We compulsively check our phones, newsfeeds, the television — for updates, new stimuli. It fragments our attention, and saps our capacity to focus on singular tasks. It keeps us from being fully present and from fully absorbing the moments we’re in. We are forever living in the recent past or the very near future — lingering on notifications gone by or longing for ones yet to come.
- We are failing to restrain ourselves from reacting too quickly.
Not only do we consume the data and information at a breakneck pace, but we then act on it too quickly. Increasingly, this is leading to ill-informed or completely misinformed decisions. Through constant checking of apps and social media, we’re also training our brains to crave the dopamine shot of fresh stimulus — which we get from notifications and news.
- We are failing to restrain ourselves from emotional escalation in reacting to others.

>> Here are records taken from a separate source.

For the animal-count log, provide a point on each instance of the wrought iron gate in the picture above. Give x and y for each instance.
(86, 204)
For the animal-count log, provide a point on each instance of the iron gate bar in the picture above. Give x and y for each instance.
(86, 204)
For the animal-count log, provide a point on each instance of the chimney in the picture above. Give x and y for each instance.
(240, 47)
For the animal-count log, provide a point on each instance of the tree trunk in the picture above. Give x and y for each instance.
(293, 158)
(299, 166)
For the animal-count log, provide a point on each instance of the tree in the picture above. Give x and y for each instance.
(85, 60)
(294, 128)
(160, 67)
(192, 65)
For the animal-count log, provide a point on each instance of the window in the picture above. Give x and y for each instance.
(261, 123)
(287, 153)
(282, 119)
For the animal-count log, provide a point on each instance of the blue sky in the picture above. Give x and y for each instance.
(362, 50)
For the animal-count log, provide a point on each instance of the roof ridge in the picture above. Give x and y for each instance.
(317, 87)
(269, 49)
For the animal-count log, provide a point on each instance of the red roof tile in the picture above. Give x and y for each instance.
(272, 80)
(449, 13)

In so many ways, we have amplified each others’ hunger for outrage. It is no longer enough to be slightly taken aback some world news. We must be outraged, we must reject everything — allow no exceptions, admit of no nuance. We are made to feel that we must judge completely and judge quickly — things that are actually totally incompatible.
The Remedy: Restraint
My sincere hope is that 2018 can be a year of restraint. I hope that rather than quick, clumsy, and thoughtless reaction to every stimulus we each experience, we allow some time to pass, collect our thoughts, reflect, and act with some semblance of thoughtfulness. I hope that we do not follow the example of the President of the United States and his staff — who use Twitter as a means to quickly and thoughtlessly shout at the world. In short, I hope that we practice restraint.
Restraint has so many benefits — both at the personal and societal level. When a person restrains themselves, first and foremost, they allow time to pass between stimulus and response — between impulse and action. That space is important because it allows for some natural settling and subsiding to occur. When my 3 year-old daughter purposely disobeys me, and throws her food on the floor, my initial impulse is to yell loudly and bang on the table. But I have learned to take just a second or two before I act, to allow the sharpness of my initial impulse to dull a bit — which it always does. My eventual reaction is more calm and measured — more purposeful, and thus more effective in the long term.
That natural effect of restraint is so important — but so easy to simply forego. But we should not take that easy way out. Simply not acting right away — taking time to literally do nothing before choosing to act — brings tremendous benefit. Psychologist Alison Bonds Shapiro talks about restraint this way:
“Restraint arises naturally in the pause between actions. We breathe in and before we breathe out, there is a pause. Our bodies know how to pause, to stop and wait before taking action. In that pause we have the space to become aware and consider the results of a particular action before we choose to take it. That’s all we need for restraint, the ability to pause and become aware. When we stop and notice, we have the opportunity to experience what it’s like when we are not blinded by greed. We wait. We consider. Then the action we do take is based in a deeper awareness of what is beneficial to us. There is no rush. There is only relaxing into the pause.”
I am under no illusion that this will be easy. In fact, I know that it won’t be. I know that restraint is difficult; but that is not uncommon for habits that have the potential for such lasting benefit. But I can hope.
I can hope that in 2018, we will take a step back, take a deep breath, and just slow our collective roll. I can hope that we will simply not tweet that tweet, not post that screed on Facebook, not give our hot take on the recent whatever-the-news-is.
I can hope that in slowing our roll in the year to come, we can slow the roll of this generation — which has been doing things notoriously quickly. And perhaps, we can slow the roll of the generation succeeding us, and so on. History is already moving quickly enough that we usually can’t focus our eyes on the significance of the present. The more we can take a pause and let things sink in, the better off we will be.